Most of my use was between 10 degrees Celsius (50 degrees Fahrenheit) and 30 degrees Celsius (85 degrees Fahrenheit).
If the temperature were going to stay in the single-digit range all day, I would reach for insulated or heated gloves. But, if the forecast called for rising temperatures, the Atlantic GTX met my needs.
At the other end of the temperature range, I found the gloves worked great right up to 30 degrees Celsius. When my hands got sweaty, the issue with getting them on was exaggerated. If the temperature gets above 30 C, I think I will be switching to more breathable gloves along with other warm weather gear, unless, of course, it is raining.
The Richa Atlantic GTX is waterproof. Therefore, I had the opportunity to use gloves in the rain. I usually try to avoid dark rainy skies, but I went out for a ride to find rain.
The gloves use Gore-Tex Gore Grip technology. Rather than a separate liner, Gore Grip is laminated to the outer shell. This lamination allows for less bulk and no shifting, typical of lined gloves.

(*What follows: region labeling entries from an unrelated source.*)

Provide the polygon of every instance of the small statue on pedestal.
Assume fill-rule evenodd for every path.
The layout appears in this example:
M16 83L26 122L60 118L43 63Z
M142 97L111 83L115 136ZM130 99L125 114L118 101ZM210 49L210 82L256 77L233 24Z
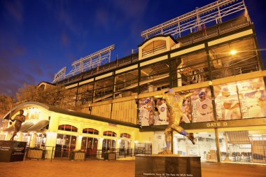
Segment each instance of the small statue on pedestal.
M24 111L22 109L20 110L20 114L17 115L15 117L14 120L10 120L12 122L14 122L15 120L15 126L14 126L15 131L14 131L14 133L13 134L10 141L14 141L14 137L15 136L17 135L17 133L20 131L21 125L24 122L25 122L25 116L23 115L23 113L24 113Z
M182 104L183 101L188 97L190 97L192 93L186 94L183 92L176 94L172 89L168 90L168 92L164 94L158 94L154 97L155 99L161 99L165 101L165 103L169 108L171 116L169 121L169 125L164 130L165 141L167 149L164 151L159 153L162 155L172 154L170 150L171 142L172 139L172 133L174 131L186 136L195 144L195 139L192 133L188 133L179 125L181 119L183 116Z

The gloves worked great. My hands were comfortable in all conditions. I have used the gloves in various situations around town and on secondary and major highways.
I often use my smartphone as a GPS for speed/speed limit and music. I think these gloves would work great for touring or adventure riding, so the lack of touchscreen-enabled fingertips surprised me. Touch-sensitive fingertips are now a common feature of modern motorcycle gloves.
I have few negatives to say about the Richa Atlantic GTX Gloves and much to praise.
Minor negatives include the lack of touch-sensitive fingertips. As for the tightness of putting the gloves on, I’ll take the blame for that.
It is difficult to say that $150 pair of gloves is a good value. But, when you consider the technology used, I think you make an argument that they are a good value.
They are tech-laden with Gore-Tex, D3O, and SuperFabric. In addition, they have the features that I look for in a mid-season pair of gloves; waterproof, excellent protection, comfort, and subtle styling.